1975
yılının bahar aylarında Michel Foucault, yirminci yüzyılın son büyük Fransız
aydınlarından biri olarak görülüyordu. Cinselliğin Tarihi isimli
kitabının ilk cildini yayınlamak üzereydi. Lâkin, Fransız toplumunun mevcut
kurallara riayet etmeyi öne alan ve uyumu gözeten yaklaşımından, ayrıca kendine
kapalı kültüründen bıkmış olan Foucault, sığınacak bir yer bulmak adına, önce
İsveç’e, sonra Polonya’ya, oradan da Mayıs 1968 olayları süresince kalacağı
Tunus’a gitti. San Fransisko’daki özgürlük ortamına hayran kalan Foucault, bir
ara buraya göç edip Kaliforniyalı olmayı bile düşündü. Görünüşe göre Foucault,
Kaliforniya’ya âşık olmuştu.
Jean
Paul Sartre’ın özgürlük felsefesine açıktan karşıt bir fikir olarak öne sürülen
“insanın öldüğü”ne dair fikrin sahibi olan, altmışlı yılların dili sert
antihümanist felsefecilerinin yaşadığı bu eyalette Foucault, ömrünün son on
yılı süresince başkalarıyla yeni ilişki biçimleri kurdu, şehirdeki
sado-mazoşist kulüplerinde yeni bir benlik edindi.
Muhtemelen
“LSD alan son adam” olma vasfına da bu kulüplerde kavuşmuştu. Foucault, LSD
kullandığı o anı “hayatımdaki en önemli olay, büyük bir deneyim” olarak tarif
ediyordu. Fransız felsefeci, kişiye halüsinasyon gördüren uyuşturucu maddelerle
geç tanışmış olduğu için “LSD alan son adam” şeklinde anılıyordu. Altmışlarda
bu türden LSD kullanımının kültürel açıdan zirveye ulaşmak olarak görüldüğü bir
dönemde Foucault, bu işlere bir miktar geç meyletmişti. Bu uyuşturucu, genelde
bilincin alanını genişletmek maksadıyla kullanılıyordu.

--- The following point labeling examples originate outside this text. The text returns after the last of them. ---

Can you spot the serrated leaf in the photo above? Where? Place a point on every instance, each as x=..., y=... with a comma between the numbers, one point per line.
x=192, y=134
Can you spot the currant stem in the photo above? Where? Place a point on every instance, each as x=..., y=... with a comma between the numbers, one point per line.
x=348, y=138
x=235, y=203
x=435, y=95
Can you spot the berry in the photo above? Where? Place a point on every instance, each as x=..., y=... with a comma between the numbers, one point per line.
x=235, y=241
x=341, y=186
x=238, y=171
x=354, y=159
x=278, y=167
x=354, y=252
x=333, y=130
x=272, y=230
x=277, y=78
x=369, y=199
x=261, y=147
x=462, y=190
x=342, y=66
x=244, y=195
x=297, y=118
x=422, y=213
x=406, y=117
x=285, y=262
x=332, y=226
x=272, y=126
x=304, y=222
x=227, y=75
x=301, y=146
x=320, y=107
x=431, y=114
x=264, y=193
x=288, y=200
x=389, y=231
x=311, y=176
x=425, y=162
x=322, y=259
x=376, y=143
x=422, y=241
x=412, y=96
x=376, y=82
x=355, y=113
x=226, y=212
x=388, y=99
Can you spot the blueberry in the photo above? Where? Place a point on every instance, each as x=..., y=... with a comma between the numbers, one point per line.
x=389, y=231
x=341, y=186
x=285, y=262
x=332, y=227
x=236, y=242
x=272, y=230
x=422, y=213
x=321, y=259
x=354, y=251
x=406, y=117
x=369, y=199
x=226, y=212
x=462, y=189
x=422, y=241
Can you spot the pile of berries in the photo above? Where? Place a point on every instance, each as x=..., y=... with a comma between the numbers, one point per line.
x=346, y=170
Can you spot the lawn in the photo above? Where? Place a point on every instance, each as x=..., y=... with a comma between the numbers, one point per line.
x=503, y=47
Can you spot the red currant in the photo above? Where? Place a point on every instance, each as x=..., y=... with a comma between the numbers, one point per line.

Kendisinden önce LSD
kullanan isimler arasında Timothy Leary, Aldous Huxley, R. D. Laing, Allen
Ginsberg, Beatles üyeleri gibi isimler vardı.
Altmışlarda
Kaliforniya’da LSD kullanmak, gençlik arasında hâkim olan karşı-kültür akımının
önemli bir simgesi olarak görülüyordu. 1964-1966 yılları arasında Ken Kesey ve
“Mutlu Şakacılar” isimli çetesi, sürekli uyuşturucu kullanılan bir otobüsle
ülkeyi dolaşıyor, ara sıra bir yerlerde durup LSD kullanıyordu. Bu uyuşturucu
kullanımı, Beat Kuşağı’ndan Hippie hareketine uzanan yolun önemli bir
unsuruydu.
Bu
maddeler sonrasında da kullanıldı, farklı düzeylerde etkilere yol açtılar, ama
fakat hiçbirisi, kültürü, sanatı, modayı ve yaşam tarzını tarif etme noktasında
LSD’nin ulaştığı seviyeye ulaşamadı.
O
dönemde uyuşturucunun sahip olduğu, zihni bir biçimde değiştiren özelliklerin,
kişinin kendisini analiz etmesine, kendisine psikoterapi uygulamasına, bir tür
dinsel deneyime sahip olmasına katkıda bulunduğuna inanılıyordu. Hatta Timothy
Leary, Ruhani Keşif Birliği isminde bir kilise bile kurdu. Kilisede genelde
yapılan ekmek-şarap ayininin yerini LSD ayini almıştı.
Foucault
da bu deneyimin “gizemli” bir deneyim olduğunu kabul ediyor, yeni bir hayata
dair vizyonlar sunduğunu söylüyor, kendi benliğiyle ve kişiliğiyle ilgili
yepyeni bir bakış açısı edinmesini sağladığını düşünüyordu.
Genç
müritlerinden Simeon Wade, bir gün Foucault’ya bir mektup yazdı ve kendisini
birlikte uyuşturucu kullanmaya davet etti. Dediğine göre, uyuşturucu
kullandıktan sonra Cinselliğin Tarihi kitabının birinci cildini oturup
yeniden yazma ihtiyacı duydu. Yüzlerce sayfayı, hatta tüm ikinci cildi yırtıp
attı, ardından da kitap projesine son verdi. Süreç içerisinde Kaliforniya gibi
yerlerde yeni ortaya çıkan eşcinsel hareketinin manifestosu hâline gelen
birinci cilt haricinde kitabın diğer ciltleri ilk hâliyle yayımlanma imkânı
bulamadı.
Foucault,
araştırmasıyla ilgili olarak Berkeley’e gerçekleştirdiği ziyaretlerin birinde, Güney
Kaliforniya’daki Claremont Okulu’na gitti. Okula aslında Wade için gidiyordu,
çünkü Wade, orada Foucault Kibriti isminde bir fanzin çıkartıyordu.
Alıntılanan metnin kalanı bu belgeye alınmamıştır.